We have an oxide of the type $$\text{XO}_2$$ which is fused with an alkali metal hydroxide, say $$\text{KOH}$$, in the presence of an oxidising agent such as $$\text{KNO}_3$$. Experimentally, this fusion gives a dark green product. Dark green colour, when produced in strongly alkaline medium, immediately suggests the formation of manganate ion $$\text{MnO}_4^{2-}$$, whose potassium salt $$\text{K}_2\text{MnO}_4$$ is characteristically green.

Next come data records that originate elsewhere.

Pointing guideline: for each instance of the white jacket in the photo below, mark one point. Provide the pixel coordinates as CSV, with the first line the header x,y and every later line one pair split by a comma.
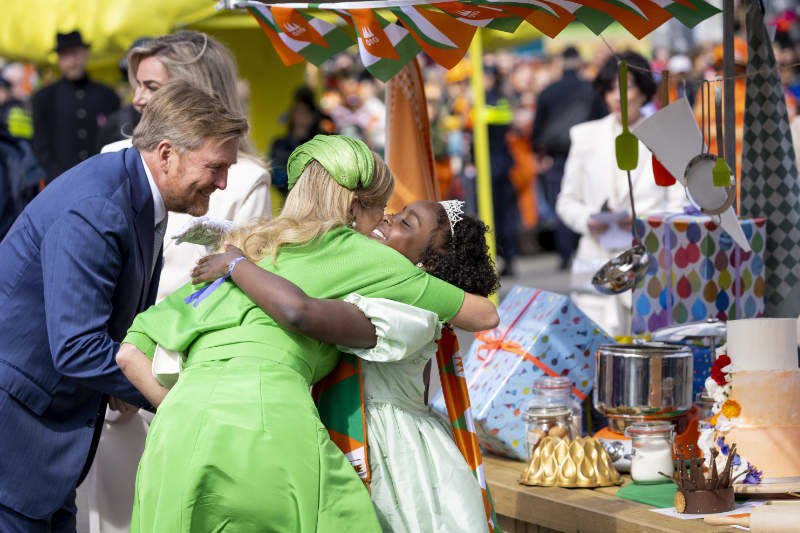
x,y
592,178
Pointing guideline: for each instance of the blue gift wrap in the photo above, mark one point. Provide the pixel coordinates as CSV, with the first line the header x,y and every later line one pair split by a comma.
x,y
540,333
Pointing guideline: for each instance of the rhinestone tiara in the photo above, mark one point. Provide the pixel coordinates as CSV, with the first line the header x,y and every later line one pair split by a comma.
x,y
454,210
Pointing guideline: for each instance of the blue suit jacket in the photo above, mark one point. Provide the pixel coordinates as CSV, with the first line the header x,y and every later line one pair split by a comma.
x,y
75,269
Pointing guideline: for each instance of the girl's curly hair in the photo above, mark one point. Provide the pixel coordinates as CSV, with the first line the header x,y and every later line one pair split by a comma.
x,y
463,260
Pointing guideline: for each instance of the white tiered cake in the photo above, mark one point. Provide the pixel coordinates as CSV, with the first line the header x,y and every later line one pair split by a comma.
x,y
762,412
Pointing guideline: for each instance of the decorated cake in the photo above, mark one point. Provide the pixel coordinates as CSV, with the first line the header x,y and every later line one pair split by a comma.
x,y
756,392
698,493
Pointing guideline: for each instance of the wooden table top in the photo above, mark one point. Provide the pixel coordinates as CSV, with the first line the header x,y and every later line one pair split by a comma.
x,y
575,510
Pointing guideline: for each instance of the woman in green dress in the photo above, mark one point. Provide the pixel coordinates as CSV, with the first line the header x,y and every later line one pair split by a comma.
x,y
238,445
420,480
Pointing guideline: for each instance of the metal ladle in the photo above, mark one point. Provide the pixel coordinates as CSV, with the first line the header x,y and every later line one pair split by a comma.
x,y
626,270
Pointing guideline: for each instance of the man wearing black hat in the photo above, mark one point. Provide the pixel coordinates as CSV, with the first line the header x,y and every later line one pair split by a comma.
x,y
68,113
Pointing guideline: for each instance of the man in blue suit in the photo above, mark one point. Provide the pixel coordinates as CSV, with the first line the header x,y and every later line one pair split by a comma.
x,y
77,266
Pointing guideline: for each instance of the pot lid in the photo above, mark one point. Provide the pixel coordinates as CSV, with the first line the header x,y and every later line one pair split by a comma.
x,y
547,411
645,349
649,428
693,330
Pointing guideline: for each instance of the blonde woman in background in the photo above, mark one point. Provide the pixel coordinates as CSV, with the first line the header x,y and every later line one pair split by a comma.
x,y
209,65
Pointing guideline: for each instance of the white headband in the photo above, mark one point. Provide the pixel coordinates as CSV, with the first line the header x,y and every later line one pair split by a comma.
x,y
454,210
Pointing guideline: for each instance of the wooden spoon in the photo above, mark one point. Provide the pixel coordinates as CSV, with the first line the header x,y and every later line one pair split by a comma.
x,y
721,174
627,146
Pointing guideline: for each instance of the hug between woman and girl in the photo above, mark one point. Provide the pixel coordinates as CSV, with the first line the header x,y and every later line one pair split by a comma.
x,y
238,444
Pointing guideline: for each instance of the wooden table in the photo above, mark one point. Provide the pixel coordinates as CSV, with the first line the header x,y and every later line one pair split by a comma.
x,y
523,509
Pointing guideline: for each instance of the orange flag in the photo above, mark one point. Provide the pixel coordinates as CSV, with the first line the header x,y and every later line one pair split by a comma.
x,y
409,152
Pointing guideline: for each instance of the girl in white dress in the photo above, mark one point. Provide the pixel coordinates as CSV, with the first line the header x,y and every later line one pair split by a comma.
x,y
420,481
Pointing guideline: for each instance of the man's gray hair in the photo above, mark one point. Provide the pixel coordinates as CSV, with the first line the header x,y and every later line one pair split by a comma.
x,y
186,116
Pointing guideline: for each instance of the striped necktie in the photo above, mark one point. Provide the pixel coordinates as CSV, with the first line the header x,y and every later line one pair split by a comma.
x,y
158,240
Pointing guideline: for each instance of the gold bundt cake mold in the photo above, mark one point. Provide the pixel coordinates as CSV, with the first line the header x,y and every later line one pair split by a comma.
x,y
566,463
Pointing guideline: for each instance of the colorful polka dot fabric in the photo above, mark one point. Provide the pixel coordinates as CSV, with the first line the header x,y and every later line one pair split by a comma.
x,y
540,333
698,272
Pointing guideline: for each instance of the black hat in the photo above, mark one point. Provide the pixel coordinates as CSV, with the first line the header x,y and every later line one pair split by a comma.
x,y
571,52
72,39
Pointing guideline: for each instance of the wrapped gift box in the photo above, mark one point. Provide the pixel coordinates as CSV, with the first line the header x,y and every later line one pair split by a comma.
x,y
694,268
540,333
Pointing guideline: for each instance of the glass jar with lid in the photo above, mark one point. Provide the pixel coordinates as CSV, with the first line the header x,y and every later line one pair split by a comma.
x,y
651,454
546,421
554,391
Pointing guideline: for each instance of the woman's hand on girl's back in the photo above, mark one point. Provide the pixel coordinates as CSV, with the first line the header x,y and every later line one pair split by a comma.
x,y
215,266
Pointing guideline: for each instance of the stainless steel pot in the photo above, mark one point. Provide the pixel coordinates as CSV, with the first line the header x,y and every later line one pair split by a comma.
x,y
635,382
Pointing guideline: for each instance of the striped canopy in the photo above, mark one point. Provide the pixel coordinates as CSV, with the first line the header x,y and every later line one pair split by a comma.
x,y
444,30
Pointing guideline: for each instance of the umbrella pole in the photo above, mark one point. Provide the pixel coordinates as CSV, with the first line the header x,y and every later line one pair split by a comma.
x,y
480,139
729,100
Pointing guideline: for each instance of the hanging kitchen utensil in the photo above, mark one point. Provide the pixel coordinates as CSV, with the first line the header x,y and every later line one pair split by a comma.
x,y
673,136
711,199
721,173
626,270
627,146
660,173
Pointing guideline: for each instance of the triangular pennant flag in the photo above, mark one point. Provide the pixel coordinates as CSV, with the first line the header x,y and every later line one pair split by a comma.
x,y
481,16
691,12
548,17
639,17
264,19
444,39
314,39
385,48
296,26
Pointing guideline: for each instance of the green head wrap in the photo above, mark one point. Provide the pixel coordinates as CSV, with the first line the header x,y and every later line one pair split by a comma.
x,y
348,160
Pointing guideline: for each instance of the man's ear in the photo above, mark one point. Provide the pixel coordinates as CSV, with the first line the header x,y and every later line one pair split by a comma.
x,y
164,151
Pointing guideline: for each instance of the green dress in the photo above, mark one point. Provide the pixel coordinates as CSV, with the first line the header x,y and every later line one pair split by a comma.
x,y
237,445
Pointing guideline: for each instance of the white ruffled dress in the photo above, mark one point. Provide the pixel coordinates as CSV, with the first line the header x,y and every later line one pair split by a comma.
x,y
420,481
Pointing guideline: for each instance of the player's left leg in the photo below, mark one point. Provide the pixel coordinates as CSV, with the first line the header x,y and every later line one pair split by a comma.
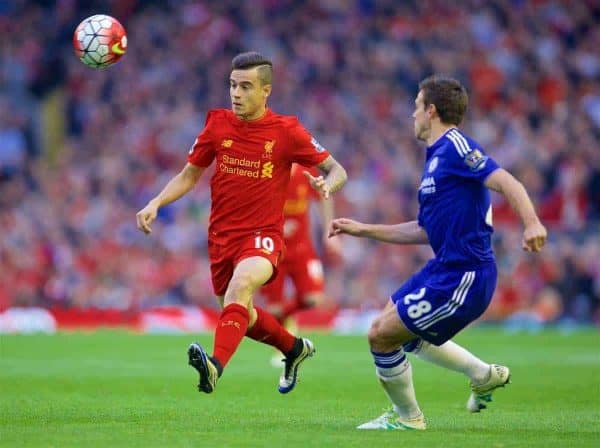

To justify this, let us write the balanced oxidation-reduction reaction that converts $$\text{MnO}_2$$ (manganese dioxide) into potassium manganate under the given conditions:

$$\text{MnO}_2 + 2\,\text{KOH} + \text{KNO}_3 \;\longrightarrow\; \text{K}_2\text{MnO}_4 + \text{KNO}_2 + \text{H}_2\text{O}$$

In the above equation, the oxidising agent $$\text{KNO}_3$$ removes electrons (is reduced to $$\text{KNO}_2$$), while the manganese in $$\text{MnO}_2$$ is oxidised from oxidation state $$+4$$ to $$+6$$ present in $$\text{MnO}_4^{2-}$$. The product $$\text{K}_2\text{MnO}_4$$ is dark green.

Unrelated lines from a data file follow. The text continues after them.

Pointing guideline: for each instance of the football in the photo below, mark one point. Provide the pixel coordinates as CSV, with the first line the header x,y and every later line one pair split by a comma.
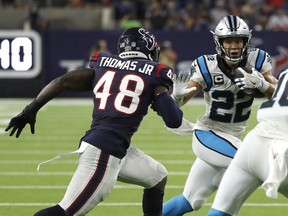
x,y
239,73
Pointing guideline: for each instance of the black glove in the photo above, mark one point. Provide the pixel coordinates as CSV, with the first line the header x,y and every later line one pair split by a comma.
x,y
28,115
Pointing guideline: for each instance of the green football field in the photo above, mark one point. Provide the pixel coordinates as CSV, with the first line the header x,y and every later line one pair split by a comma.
x,y
60,125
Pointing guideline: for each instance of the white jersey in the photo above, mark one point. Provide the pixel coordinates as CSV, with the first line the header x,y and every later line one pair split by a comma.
x,y
227,107
273,115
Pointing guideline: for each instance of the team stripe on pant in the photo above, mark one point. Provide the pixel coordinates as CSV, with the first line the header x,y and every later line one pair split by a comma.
x,y
91,186
216,143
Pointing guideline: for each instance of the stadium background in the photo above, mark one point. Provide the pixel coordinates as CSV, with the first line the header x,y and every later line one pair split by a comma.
x,y
66,39
66,42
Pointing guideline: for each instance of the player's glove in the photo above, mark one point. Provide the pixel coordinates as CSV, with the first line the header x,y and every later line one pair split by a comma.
x,y
253,80
180,85
28,115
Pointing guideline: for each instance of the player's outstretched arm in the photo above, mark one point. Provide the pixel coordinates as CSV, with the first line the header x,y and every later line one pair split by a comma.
x,y
78,80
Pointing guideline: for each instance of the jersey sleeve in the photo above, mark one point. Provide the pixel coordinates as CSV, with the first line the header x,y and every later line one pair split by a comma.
x,y
165,74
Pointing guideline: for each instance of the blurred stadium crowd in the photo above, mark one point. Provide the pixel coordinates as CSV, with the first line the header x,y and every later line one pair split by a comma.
x,y
167,14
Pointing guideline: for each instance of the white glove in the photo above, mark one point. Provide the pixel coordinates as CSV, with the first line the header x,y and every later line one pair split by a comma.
x,y
180,85
253,80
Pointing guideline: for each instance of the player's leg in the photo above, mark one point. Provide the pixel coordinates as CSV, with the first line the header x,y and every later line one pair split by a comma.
x,y
54,210
92,181
202,181
240,180
203,177
236,186
143,170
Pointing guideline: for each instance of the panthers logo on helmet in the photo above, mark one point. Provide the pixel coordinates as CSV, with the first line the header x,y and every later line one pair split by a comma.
x,y
149,38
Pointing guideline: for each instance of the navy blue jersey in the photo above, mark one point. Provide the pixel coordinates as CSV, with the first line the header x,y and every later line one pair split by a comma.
x,y
123,91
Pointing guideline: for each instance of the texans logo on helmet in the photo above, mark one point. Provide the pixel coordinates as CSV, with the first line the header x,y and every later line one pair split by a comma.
x,y
149,38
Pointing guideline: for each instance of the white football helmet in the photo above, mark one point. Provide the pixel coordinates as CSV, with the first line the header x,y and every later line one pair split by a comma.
x,y
232,26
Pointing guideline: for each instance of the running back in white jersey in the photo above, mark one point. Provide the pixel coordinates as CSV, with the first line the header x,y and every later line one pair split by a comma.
x,y
273,115
227,107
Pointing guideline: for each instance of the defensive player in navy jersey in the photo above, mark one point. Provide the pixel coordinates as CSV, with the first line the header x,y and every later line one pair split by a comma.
x,y
262,159
216,135
124,87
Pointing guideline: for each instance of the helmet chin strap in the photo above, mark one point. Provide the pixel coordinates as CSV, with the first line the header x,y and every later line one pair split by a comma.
x,y
132,54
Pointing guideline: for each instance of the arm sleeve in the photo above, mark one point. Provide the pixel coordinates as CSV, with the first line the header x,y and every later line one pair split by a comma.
x,y
168,110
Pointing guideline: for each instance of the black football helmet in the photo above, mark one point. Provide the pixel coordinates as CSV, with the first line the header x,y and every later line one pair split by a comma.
x,y
232,26
138,43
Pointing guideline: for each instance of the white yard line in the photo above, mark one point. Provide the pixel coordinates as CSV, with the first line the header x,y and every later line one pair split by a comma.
x,y
139,204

Now, when this green manganate solution is acidified, it undergoes a well-known disproportionation reaction. Disproportionation means that the same species is simultaneously oxidised and reduced. In acidic medium, $$\text{MnO}_4^{2-}$$ (oxidation state $$+6$$) converts partly to $$\text{MnO}_4^{-}$$ (oxidation state $$+7$$) and partly to $$\text{Mn}^{4+}$$ (as insoluble $$\text{MnO}_2$$ slick brown precipitate, which may further dissolve depending on conditions). The balanced net reaction in acid can be written as

$$3\,\text{K}_2\text{MnO}_4 + 2\,\text{H}_2\text{O} \;\longrightarrow\; 2\,\text{KMnO}_4 + \text{MnO}_2 + 4\,\text{KOH}$$

Here, the newly formed $$\text{KMnO}_4$$ contains the permanganate ion $$\text{MnO}_4^{-}$$, whose solution is an intense dark purple. This sequence — green manganate turning to purple permanganate on acidification — is the unmistakable signature of compounds of manganese.

Therefore, the element $$\text{X}$$ in $$\text{XO}_2$$ must be manganese, $$\text{Mn}$$.

Hence, the correct answer is Option A.